Best approaches for running totals – updated for SQL Server 2012

In the very first post on this site, I compared the performance of long-standing running totals methods with the new windowing functions added in SQL Server 2012. In almost all cases, the new approach worked better – but there’s always a catch, right?

2013

Break large delete operations into chunks

I wrote this 2013 post as a response to seeing many people try to delete millions of rows from very large tables, and face blocking that crippled their applications. Nearly 10 years later I still reference it frequently in comments or answers on Stack Overflow.

2014

Readable Secondaries on a Budget

When Availability Groups were first introduced, they were only available in Enterprise Edition. Customers who didn’t have unlimited cap-ex funds were clamoring for a way to scale out reads. In this 2014 post, I detailed a way to do this with good old log shipping.

2015

Partitioning on a Budget

In a similar vein to my favorite post from 2014, I described a method to simulate partitioning – another feature that was Enterprise-only at the time – using filtered indexes.

2016

A Big Deal : SQL Server 2016 Service Pack 1

Toward the end of the year, I was able to spread the news that a SQL Server 2016 service pack would make most Enterprise-only features available in all editions. I detailed all the changes and explained why this was such a huge win for non-Enterprise customers.

2017

One way to get an index seek for a leading %wildcard

Leading wildcard searches are notoriously inefficient because they require inspecting every single value. One way to get a seek is to have an indexed computed column using REVERSE. In this post from 2017, I explored the use of a trigram as a similar strategy.

2018

What to do (or not do) about top wait stats

Usually, wait stats associated with an individual query don’t help you solve the problem, because the wait is actually caused by some other process. This post from 2018 took a look at the top 10 wait types observed by the sum of SQL Sentry customers at the time and, for each one, asked the question, “Can you solve this problem with just the wait type and the query that experienced it?”

2019

Filtered Indexes and Forced Parameterization (redux)

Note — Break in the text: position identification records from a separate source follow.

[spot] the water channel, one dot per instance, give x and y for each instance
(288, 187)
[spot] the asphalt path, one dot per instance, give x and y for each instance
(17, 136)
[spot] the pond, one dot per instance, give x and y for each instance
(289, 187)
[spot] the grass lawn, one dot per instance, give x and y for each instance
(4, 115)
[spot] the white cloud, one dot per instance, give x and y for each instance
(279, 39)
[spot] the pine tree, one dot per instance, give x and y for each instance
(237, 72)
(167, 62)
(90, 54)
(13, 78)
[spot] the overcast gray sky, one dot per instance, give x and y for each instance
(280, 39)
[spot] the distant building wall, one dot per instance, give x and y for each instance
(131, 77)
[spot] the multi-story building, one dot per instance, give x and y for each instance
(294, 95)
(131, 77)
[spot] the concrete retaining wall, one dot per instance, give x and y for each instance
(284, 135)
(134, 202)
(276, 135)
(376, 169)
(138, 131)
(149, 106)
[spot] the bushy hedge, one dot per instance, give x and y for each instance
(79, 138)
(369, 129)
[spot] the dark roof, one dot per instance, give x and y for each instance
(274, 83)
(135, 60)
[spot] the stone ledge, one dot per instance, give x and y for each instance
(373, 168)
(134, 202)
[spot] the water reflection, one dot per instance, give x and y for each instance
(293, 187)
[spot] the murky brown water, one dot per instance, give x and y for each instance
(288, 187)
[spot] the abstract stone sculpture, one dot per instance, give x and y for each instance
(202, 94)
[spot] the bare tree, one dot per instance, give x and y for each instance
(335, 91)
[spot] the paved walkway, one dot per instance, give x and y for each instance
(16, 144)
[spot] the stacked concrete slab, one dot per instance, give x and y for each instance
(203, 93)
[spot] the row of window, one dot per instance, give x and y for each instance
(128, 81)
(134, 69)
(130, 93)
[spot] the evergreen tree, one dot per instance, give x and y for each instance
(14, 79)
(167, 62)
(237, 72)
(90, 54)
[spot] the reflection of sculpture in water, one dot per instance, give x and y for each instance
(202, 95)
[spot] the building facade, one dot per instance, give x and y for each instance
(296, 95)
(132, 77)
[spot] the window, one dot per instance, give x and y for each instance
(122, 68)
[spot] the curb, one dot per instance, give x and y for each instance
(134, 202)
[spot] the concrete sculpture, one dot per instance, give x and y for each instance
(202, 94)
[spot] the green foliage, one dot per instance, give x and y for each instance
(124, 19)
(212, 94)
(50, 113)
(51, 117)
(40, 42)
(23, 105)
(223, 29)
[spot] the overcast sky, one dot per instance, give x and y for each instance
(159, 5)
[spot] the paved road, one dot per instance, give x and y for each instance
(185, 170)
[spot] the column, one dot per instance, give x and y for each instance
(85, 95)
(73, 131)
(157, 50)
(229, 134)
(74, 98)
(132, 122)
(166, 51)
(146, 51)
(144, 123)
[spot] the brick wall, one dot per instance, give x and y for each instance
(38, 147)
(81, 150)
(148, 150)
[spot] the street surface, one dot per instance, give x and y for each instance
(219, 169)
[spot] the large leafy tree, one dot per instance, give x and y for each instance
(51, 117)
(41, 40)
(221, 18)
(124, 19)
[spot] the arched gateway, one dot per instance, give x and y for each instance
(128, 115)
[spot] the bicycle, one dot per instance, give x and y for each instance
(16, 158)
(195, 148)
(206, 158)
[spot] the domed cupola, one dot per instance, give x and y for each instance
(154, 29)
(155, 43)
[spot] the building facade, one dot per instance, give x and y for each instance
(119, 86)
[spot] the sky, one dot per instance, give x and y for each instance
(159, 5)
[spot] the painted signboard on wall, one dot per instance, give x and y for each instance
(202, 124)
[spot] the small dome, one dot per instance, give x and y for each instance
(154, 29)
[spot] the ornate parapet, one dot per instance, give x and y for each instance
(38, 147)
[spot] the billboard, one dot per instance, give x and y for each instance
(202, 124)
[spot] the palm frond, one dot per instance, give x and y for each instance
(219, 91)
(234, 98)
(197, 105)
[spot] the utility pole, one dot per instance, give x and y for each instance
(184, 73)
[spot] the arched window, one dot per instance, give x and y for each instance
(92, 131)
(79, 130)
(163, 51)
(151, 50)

In this 2019 post, I explained a trivial workaround to a frustrating limitation with filtered indexes. This was not my first post complaining about filtered indexes (other posts are linked in the opening paragraph).

2020

Please stop using this UPSERT anti-pattern

In 2020, I talked about an all-too-common pattern: checking if a row exists, if so, update, otherwise, insert. This pattern is a shortcut to deadlocks and, in this post, I explain a slightly better approach (using graphics I’m quite proud of).

2021

Refreshing Tables With Less Interruption Using Partition Switching

Last year, I wrote about a way to use partition switching to refresh lookup data with minimal or zero user disruption. I explained the new ABORT_AFTER_WAIT option and demonstrated the tradeoffs involved.

2022 (BONUS!)

Serializing Deletes From Clustered Columnstore Indexes

Well, 2022 isn’t over yet but, so far, my favorite post has been this one about reducing the impact of deleting data from a table with a clustered columnstore index.